Tom Temin: Yes, I don’t think you can go downstairs, open your automatic garage door, get in your car, drive to work, go up on the smart elevator, log onto your computer and make a smartphone call without probably interacting with several billion transistors.

David Berteau: Right. The statute, if it’s passed by the Senate and signed by the President, takes five years to implement. And of course, that’s about as long as it takes to bring these new semiconductor factories that are springing up, in part as a result of the CHIPS Act. So bringing bring that kind of capacity and capability back home is really important. It’s important for national security, it’s important for America. But it’s going to take a while. We’ve been through this before; we went through it 30 years ago with Sematech and it takes four or five years to build and get operating. And by the way, find the qualified workers and put into these kinds of chip factories, especially at the very high end. So it’s a five year implementation plan. But the first assessments and the first strategies are due in early next year. So we’re going to be watching very closely to see how well this is implemented. Obviously, from our perspective, none of our member companies want to support countries that would do us harm. We would love to have alternatives. But we also have to maintain the capability to deliver on the contracts that we have and the ones we’re going to bid and win in the future.

Tom Temin: Yeah, these are long cycles to build fabs and to redesign circuitry around certain products and so on. And like you say, they have to hurry up and study it and then wait five years to implement it. Xi Jinping will still be running China then right?

David Berteau: I believe he’s signed up for another five years. That’s right, it just happened. So one of the things that I think is important to keep in mind. As big as federal contracting is, it’s a blip in the global market when it comes to semiconductor products and services. And so we don’t drive the market from defense procurement and government contracts procurements. The market’s driven by the global commercial thing. What this provision tries to do is put a nudge in the direction of “don’t use these,” it’s still the rest of America is not banned at this stage of the game.

Tom Temin: All right. And meantime, let’s see today is the 13th.

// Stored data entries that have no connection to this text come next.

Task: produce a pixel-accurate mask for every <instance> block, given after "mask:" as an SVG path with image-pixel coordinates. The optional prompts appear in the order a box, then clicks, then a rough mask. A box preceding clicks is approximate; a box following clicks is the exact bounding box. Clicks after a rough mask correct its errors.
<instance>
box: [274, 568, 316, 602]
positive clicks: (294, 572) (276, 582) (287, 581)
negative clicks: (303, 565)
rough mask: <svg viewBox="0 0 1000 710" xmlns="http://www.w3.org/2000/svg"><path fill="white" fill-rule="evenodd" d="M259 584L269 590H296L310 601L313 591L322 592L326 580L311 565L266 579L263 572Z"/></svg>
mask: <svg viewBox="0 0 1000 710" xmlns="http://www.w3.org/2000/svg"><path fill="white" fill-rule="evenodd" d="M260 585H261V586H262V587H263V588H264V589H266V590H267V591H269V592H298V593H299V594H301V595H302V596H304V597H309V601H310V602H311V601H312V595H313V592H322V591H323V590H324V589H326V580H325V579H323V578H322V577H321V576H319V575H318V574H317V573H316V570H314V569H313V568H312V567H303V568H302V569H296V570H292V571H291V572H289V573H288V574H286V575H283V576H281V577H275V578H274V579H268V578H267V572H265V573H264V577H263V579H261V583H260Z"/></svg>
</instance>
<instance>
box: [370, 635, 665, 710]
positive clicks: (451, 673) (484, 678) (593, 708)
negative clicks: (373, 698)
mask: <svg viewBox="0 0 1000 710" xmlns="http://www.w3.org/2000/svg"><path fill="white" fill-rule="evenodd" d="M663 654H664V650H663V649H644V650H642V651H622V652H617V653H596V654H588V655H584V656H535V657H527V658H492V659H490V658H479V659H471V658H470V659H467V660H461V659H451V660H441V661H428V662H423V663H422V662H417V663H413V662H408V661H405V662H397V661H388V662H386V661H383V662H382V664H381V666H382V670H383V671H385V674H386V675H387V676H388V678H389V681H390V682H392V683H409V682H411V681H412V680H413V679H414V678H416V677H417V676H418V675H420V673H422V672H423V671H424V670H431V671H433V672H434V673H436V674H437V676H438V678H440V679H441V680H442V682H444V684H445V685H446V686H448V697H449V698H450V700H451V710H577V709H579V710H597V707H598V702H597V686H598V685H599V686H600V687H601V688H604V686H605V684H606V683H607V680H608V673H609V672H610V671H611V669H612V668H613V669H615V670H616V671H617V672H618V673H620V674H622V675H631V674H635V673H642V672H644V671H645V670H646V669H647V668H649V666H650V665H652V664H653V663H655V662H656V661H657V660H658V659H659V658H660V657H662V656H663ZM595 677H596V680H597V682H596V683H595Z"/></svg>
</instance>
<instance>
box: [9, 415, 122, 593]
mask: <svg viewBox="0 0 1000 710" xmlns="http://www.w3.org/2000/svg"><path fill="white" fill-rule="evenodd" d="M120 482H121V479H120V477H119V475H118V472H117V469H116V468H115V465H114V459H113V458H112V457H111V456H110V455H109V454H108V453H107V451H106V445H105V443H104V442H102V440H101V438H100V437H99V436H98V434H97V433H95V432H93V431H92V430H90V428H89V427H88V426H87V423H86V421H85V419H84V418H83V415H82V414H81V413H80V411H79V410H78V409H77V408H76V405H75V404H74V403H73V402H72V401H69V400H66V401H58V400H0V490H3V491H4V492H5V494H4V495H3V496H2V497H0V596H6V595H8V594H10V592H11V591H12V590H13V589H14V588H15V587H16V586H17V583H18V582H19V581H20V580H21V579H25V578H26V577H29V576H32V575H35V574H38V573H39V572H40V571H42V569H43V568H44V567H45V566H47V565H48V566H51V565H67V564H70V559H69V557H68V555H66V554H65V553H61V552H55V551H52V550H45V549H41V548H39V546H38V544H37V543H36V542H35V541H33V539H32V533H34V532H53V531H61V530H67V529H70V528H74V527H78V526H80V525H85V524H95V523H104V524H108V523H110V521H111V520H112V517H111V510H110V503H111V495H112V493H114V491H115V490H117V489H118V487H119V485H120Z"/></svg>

That leaves how many days until the CR expires?

David Berteau: Three days and one evening until midnight, and of course, Congress is coming up against the edge as they often do. There just seems to be general agreement on what the Defense number would be. And of course, these deals have two big numbers. One is what’s the Defense portion? The other is the appropriations in the aggregate for civilian agencies. The administration has proposed increases for civilian agencies. Congress hasn’t reached an agreement on that yet; we see progress and discussion. Tom, we’re only $20-something billion dollars apart out of a $1.7 trillion bill. One would think we could figure out how to do this. One of the grave concerns though is running out of time. This Congress goes out of business no later than January 3, when the new Congress comes in, and then everything has to start all over again. So we’re eagerly hoping that they can cut a deal. Get the appropriations done. If you put a CR into next year, it will be March, April, May. We may end up with a full CR for the year. Devastating impact not only on contractors but on the government itself.